She worked her entire life to create structures of beauty and goodness.  In the midst of the slums
of New York, they provided hospitality to the poor while working for social justice.  They saw
the truth -- that the works of mercy and the works of justice and peace are one and the same,
different aspects of the same journey, all going the same direction.

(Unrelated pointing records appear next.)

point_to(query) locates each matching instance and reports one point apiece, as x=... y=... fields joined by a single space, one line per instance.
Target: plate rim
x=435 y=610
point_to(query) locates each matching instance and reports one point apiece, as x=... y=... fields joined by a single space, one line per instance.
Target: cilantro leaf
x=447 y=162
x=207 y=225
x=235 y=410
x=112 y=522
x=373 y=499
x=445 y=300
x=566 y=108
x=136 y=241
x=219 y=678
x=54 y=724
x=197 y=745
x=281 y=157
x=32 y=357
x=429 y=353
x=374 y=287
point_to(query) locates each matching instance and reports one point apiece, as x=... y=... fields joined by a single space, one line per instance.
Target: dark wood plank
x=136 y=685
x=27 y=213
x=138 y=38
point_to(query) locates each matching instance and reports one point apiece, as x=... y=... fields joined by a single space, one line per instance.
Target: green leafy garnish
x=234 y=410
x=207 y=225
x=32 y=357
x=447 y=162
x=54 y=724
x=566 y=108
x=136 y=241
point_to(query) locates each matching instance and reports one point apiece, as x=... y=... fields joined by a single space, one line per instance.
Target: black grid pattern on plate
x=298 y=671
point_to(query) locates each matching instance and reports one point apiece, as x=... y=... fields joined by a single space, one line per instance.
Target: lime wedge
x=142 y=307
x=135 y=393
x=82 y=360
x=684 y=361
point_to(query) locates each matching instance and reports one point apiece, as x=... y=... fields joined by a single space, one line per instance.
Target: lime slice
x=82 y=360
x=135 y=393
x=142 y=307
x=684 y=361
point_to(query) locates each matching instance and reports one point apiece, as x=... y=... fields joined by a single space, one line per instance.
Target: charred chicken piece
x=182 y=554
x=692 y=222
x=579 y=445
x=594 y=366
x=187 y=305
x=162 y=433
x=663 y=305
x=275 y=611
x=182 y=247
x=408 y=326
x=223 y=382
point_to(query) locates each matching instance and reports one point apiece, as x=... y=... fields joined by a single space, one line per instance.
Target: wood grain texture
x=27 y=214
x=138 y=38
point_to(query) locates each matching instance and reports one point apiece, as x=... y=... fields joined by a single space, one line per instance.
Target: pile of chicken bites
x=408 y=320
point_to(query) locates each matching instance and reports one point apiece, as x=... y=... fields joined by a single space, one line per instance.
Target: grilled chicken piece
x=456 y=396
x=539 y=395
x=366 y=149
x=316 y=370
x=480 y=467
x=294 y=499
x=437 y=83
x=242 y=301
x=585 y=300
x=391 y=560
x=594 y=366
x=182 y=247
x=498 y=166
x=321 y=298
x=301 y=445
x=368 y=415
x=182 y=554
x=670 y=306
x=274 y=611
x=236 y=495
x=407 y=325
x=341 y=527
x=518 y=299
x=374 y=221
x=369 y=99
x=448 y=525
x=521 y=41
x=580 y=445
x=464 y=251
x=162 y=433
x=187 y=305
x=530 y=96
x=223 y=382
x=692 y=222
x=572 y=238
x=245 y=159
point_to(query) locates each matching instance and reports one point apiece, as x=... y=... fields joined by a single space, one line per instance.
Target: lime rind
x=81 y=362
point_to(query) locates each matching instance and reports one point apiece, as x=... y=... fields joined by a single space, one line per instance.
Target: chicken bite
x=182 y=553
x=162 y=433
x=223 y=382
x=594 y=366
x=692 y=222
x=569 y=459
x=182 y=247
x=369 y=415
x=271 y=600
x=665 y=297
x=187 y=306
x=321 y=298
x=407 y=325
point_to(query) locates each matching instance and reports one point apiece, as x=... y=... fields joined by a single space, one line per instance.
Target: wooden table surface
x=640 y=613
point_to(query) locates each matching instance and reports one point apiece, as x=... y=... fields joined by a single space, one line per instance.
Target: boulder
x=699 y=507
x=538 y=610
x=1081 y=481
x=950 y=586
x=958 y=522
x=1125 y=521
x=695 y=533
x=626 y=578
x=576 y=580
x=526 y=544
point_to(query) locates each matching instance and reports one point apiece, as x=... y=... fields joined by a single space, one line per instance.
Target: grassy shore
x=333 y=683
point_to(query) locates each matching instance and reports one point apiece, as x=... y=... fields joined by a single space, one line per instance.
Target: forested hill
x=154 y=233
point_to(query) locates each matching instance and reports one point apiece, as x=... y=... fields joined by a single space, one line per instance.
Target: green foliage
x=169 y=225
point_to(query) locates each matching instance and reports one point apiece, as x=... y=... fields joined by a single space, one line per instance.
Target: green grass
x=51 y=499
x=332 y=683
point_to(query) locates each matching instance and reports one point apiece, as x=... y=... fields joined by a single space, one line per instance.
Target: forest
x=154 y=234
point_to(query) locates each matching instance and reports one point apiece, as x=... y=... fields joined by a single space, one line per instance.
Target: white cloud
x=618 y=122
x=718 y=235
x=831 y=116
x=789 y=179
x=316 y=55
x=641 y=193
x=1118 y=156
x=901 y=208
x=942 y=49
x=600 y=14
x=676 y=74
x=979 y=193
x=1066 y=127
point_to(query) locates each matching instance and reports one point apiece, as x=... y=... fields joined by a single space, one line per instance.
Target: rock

Long before it was a theological mantra, the "preferential option for the poor" was a living reality
in the life and work of Dorothy Day.  She was an informed critic of current events, always
looking for the Gospel truth in a given situation, and finding Jesus in the poor, rejected, and
marginalized.
Her example inspires us today to consider how we can ensure fair distribution, subsidiarity,
economic opportunity, justice, and food security for everyone everywhere.  First we must see the
structures of sin that bind us down in oppression and poverty, and then we can discern ways
around the structures, or ways to redeem them, or dismantle them.  We can buy farms and
dedicate them for the purpose of raising food for the hungry.  We can organize microenterprise
co-operatives in every city to provide opportunity for the poor.  We can look at our own
individual situations, and adopt lifestyles of simplicity and frugality, rejecting the culture of
materialistic conspicuous consumption in favor of a life of justice.  Live simply, that others may
simply live.  We can discern the cry of the widow and orphan in our own neighborhoods, and be
the hands and feet of God in relieving distress and creating justice. 
All of this is not utopia, it is within our grasp.  The price of a hundred and sixty acre farm can be
less than the price of the typical middle-class suburban house.  And that one farm could provide
more than three tons of flour -- each and every year.  Volunteers from the parish could provide
the labor.  Parishes could join together, perhaps as a diocese, and buy several farms and a small
mill to grind the wheat into flour, and package it for distribution.  Or vegetables could be grown,
and canned in a diocesan canning kitchen for distribution to the poor.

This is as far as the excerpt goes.